Aeribacillus pallidus TSHB1 polyextremophilic bacterium produces a γ-carbonic anhydrase (ApCA), which is a homotrimeric biocatalyst with a subunit molecular mass of 32 ± 2 kDa. The enzyme is stable in the pH range between 8.0 and 11.0 and thus alkali-stable and moderately thermostable with T1/2 values of 40 ± 1, 15 ± 1, and 8 ± 0.5 min at 60, 70, and 80 °C, respectively. Activation energy for irreversible inactivation "E d " of carbonic anhydrase is 67.119 kJ mol-1. The enzyme is stable in the presence of various flue gas contaminants such as SO32-,SO42-, and NO3- and cations Mg2+, Mn2+, Ca2+, and Ba2+. Fluorescence studies in the presence of N-bromosuccinimide and fluorescence quenching using KI and acrylamide revealed the importance of tryptophan residues in maintaining the structural integrity of the enzyme. ApCA is more efficient than the commercially available bovine carbonic anhydrase (BCA) in CO2 sequestration. The enzyme was successfully used in biomineralization of CO2 from flue gas. Replacement of active site Zn2+ with Mn2+ enabled ApCA to function as a peroxidase which exhibited alkali-stability and moderate thermostability like ApCA.

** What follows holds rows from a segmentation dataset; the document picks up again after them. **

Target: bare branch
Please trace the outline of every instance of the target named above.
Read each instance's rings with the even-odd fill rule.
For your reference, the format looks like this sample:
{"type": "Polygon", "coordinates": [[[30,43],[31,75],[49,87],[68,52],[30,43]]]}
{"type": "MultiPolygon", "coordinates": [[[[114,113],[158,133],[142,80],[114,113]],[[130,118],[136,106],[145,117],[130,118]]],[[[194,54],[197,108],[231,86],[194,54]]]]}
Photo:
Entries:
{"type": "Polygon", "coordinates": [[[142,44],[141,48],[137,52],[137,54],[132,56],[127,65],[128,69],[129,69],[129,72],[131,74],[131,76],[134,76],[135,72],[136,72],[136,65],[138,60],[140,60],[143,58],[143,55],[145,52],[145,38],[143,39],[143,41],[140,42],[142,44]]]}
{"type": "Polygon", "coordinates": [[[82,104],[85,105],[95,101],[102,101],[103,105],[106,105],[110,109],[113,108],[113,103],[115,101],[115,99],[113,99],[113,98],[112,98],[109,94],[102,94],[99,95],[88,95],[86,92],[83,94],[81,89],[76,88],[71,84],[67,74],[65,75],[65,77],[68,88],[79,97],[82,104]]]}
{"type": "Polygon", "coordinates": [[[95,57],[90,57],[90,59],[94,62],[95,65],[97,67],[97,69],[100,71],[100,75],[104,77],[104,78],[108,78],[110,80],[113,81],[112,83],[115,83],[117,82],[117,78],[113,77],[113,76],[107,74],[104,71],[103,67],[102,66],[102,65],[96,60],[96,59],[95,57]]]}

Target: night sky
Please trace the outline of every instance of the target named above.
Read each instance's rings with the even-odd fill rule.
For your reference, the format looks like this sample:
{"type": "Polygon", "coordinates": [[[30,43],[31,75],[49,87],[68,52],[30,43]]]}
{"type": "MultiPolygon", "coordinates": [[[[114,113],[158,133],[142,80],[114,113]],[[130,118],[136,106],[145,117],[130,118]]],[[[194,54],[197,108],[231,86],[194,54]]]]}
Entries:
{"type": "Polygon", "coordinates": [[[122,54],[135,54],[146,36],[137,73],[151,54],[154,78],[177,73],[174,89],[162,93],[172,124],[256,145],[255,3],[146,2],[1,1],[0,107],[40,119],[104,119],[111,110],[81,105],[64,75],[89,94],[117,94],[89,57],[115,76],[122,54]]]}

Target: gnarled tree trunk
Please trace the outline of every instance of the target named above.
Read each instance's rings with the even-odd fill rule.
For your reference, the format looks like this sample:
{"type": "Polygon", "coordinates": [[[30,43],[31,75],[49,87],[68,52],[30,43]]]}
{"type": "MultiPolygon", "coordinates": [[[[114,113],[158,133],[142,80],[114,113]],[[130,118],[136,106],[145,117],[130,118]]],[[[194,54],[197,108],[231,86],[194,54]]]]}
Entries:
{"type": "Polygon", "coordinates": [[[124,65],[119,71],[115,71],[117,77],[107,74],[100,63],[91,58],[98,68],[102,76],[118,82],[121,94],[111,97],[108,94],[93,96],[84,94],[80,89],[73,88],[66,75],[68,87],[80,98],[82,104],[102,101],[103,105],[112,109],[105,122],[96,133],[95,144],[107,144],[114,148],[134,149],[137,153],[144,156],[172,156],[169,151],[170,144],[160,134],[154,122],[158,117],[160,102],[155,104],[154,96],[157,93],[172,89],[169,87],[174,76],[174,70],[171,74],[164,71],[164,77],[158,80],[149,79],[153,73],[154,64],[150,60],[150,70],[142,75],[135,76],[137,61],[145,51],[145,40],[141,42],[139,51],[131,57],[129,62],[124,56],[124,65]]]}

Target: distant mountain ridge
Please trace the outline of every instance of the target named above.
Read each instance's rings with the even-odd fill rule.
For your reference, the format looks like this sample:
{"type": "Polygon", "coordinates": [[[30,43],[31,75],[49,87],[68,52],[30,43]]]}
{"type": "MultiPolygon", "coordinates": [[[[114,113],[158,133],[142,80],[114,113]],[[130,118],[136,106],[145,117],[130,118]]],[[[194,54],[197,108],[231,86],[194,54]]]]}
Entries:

Production and characterization of a new antibacterial peptide obtained from Aeribacillus pallidus SAT4.

A novel thermophilic bacterial strain of the genus Aeribacillus was isolated from Thar Dessert Pakistan. This strain showed significant antibacterial activity against Micrococcus luteus, Staphylococcus aureus, and Pseudomonasaeruginosa. The strain coded as 'SAT4' resembled with Aeribacillus pallidus in the morphological, biochemical and molecular tests. The production of antibacterial metabolites by SAT4 was optimized. These active metabolites were precipitated by 50% ammonium sulphate and purified through sephadex G-75 gel permeation chromatography and reverse phase HPLC. The molecular weight of 37 kDa was examined by SDS-PAGE. The structural elucidation of the purified product was studied by FTIR, 1H and 13C NMR. The X-ray diffractions study showed that the crystals belonged to the primitive orthorhombic lattice (a = 12.137, b = 13.421, c = 14.097 Å) and 3D structure (proposed name: Aeritracin) was determined. This new peptide antibacterial molecule can get a position in pharmaceutical and biotechnological industrial research.